Problem Nurses Able To Move Between States

To deal with nursing shortages, a 24-state partnership permits nurses to use licenses obtained in one state to work in another, so that they can move to areas where they are needed most. But when states have been slow to act or share information, the pact has allowed some nurses with records of misconduct to cross state lines and continue to practice, putting patients in danger, according to a joint investigation by ProPublica and USA Today.

Some nurses have been able to keep multistate licenses even after they have been banned in one of the member states. They have made serious mistakes, forgotten tests and stolen pain medication, according to the investigation:

Critics say the compact may actually multiply the risk to patients. There is no central licensing for the compact, so policing nurses is left to the vigilance of member states.

Outside the compact, each state licenses and disciplines its own nurses. But within it, states effectively agree to allow in nurses they have never reviewed.

Compact states also have different standards and rules, making cooperation difficult. Some states don’t require criminal background checks, while others don’t have the power to immediately suspend nurses.

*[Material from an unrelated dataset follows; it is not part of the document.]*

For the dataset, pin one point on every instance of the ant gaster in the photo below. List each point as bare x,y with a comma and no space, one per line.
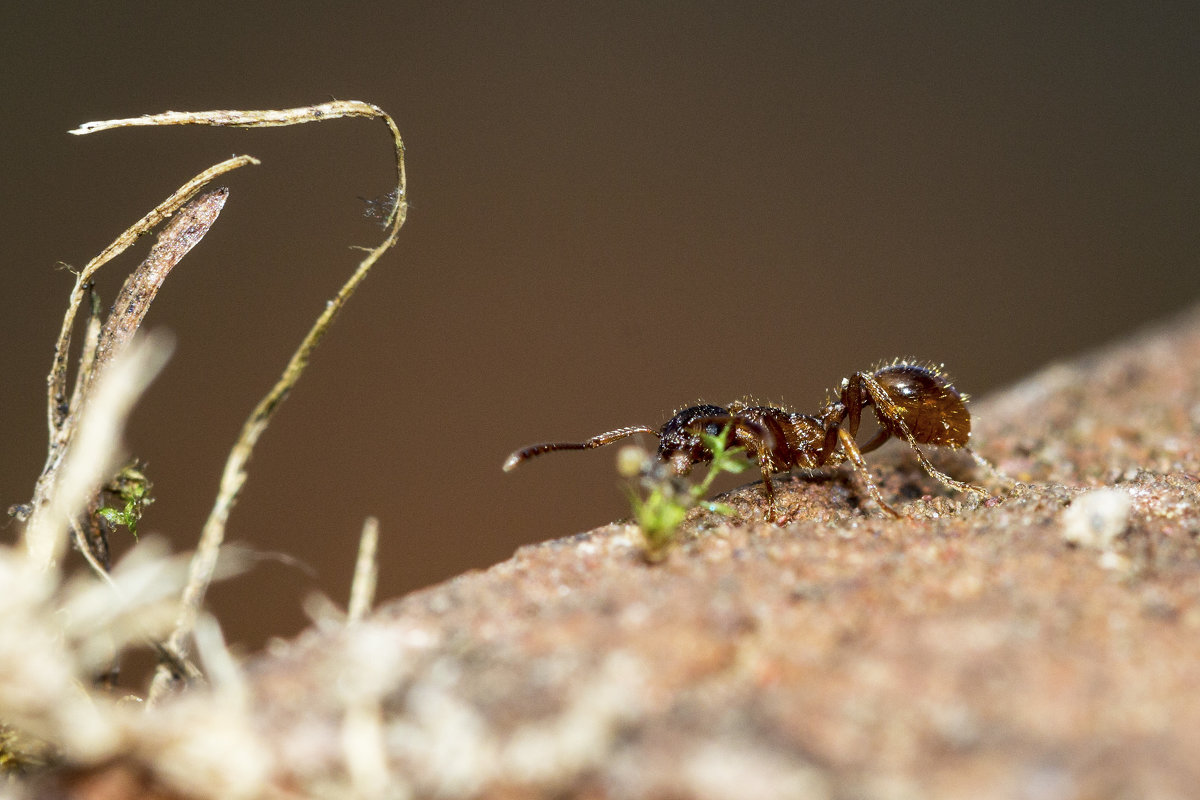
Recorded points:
912,402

States like Ohio and Kansas decided not to join the compact because of these discrepancies.

“If an applicant has been convicted of certain crimes such as murder and rape, among others, the applicant cannot be considered for licensure in Ohio,” the Ohio Board of Nursing said in a statement.

State officials in California recently found 3,500 of its nurses had been in trouble in other states.

In the investigation, reporters found about 50 examples of nurses who retained their primary licenses, even though they’d been banned by another state in the agreement.

But proponents say that without a federal licensing system for nurses, the pact is one of the few ways to track nurses who work in different states, and compact administrators have said there is no evidence their system has put patients at risk.

There are also two national databases that are supposed to track disciplined nurses — one run by the federal government and one by the National Council of State Boards of Nursing — but the investigation found discrepancies and missing records in both systems.